Infection Encourages Premature Birth


Mothers – and expectant mothers – often look to our office for answers to their basic health-related questions. One frequently asked question has to do with this:

Given that an adult’s gastrointestinal environment (or ‘gut biome’) is known to contain over 1,000 different organisms (information credited to the new DNA testing), how does a baby’s intestinal tract become colonized with the right mix of beneficial organisms? And does a baby benefit from supplemental bacteria?

Two classic routes for early colonization
The first of these is through the birth canal where, during birth, the baby picks up a friendly yeast organism, Saccharomyces boulardii. A second route is from breast milk. Additionally colostrum – the first flow of mother’s milk – contains iron-binding proteins that inhibit pathogens. A special milk carbohydrate, fructooligosaccharide, provides the nourishment that only the “friendlies” can use.

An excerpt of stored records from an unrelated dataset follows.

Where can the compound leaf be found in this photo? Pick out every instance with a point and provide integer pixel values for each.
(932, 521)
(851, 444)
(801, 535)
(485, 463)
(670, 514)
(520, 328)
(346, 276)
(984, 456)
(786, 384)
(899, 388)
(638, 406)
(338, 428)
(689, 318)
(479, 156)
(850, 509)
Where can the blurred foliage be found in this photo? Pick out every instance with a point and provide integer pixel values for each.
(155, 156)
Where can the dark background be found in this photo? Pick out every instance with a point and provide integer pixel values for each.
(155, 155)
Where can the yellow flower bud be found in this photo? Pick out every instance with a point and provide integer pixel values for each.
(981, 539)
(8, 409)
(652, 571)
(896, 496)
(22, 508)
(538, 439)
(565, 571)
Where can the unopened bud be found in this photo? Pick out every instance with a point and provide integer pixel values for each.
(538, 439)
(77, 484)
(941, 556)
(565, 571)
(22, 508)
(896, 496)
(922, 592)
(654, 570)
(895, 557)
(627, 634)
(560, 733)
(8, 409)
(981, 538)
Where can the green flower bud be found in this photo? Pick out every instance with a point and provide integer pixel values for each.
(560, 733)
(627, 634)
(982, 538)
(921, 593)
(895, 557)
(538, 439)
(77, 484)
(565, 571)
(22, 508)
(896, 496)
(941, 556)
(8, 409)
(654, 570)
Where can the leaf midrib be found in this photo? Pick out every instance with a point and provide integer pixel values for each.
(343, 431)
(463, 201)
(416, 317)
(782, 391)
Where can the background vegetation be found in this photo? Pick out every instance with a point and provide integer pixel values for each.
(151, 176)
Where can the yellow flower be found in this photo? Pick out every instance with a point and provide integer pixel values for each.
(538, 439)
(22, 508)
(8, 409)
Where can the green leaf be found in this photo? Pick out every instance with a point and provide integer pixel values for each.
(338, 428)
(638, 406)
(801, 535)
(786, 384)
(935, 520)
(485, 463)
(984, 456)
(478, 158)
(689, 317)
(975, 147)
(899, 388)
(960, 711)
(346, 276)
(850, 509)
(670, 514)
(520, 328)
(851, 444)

Yet, as satisfying as these answers have been, those two primary mechanisms still fail to explain the origin of the broader population of bacteria. Now, recent research from Baylor University has provided a clue to a third source: the interface between the mother and placenta.[1] In general, this population of microbes is similar to what is found in the healthy mouth. From there they gain access to the baby’s system.

An important relationship
Likewise, pathogenic organisms that associate with both periodontal disease and urinary tract infections in the mother, were also found at that same interface.[2]Then researchers found that in babies born prematurely, the same microbes that caused periodontal disease in the mother were heavily represented in the mix of microbes found on the placenta.

Thus, for pregnant mothers who desire a healthy, full-term baby, it would seem important to adopt healthy habits, eating in such a way as to promote an infection-free environment, maintaining healthy teeth and gums, and to getting a chemistry done in order to reveal any hidden infection. If Mom pays attention to these steps and perhaps supplements with friendly bacteria herself, Baby is far less likely to require supplementation with friendly bacteria. It’s all about giving both baby and mother the best possible start in life together.

The bottom line is that periodontal disease in the mother, and/or the unfavorable mix of bacteria associated with the placenta, seem to explain why many babies are born prematurely.


[1] Wilson, E., “News of the Week,” Chem & Eng News 92(21): 10, May 26, 2014.

[2] Aagard, Kjersti, et al, “Human Placenta Has Microbiome,” Sci Transl Med 2014.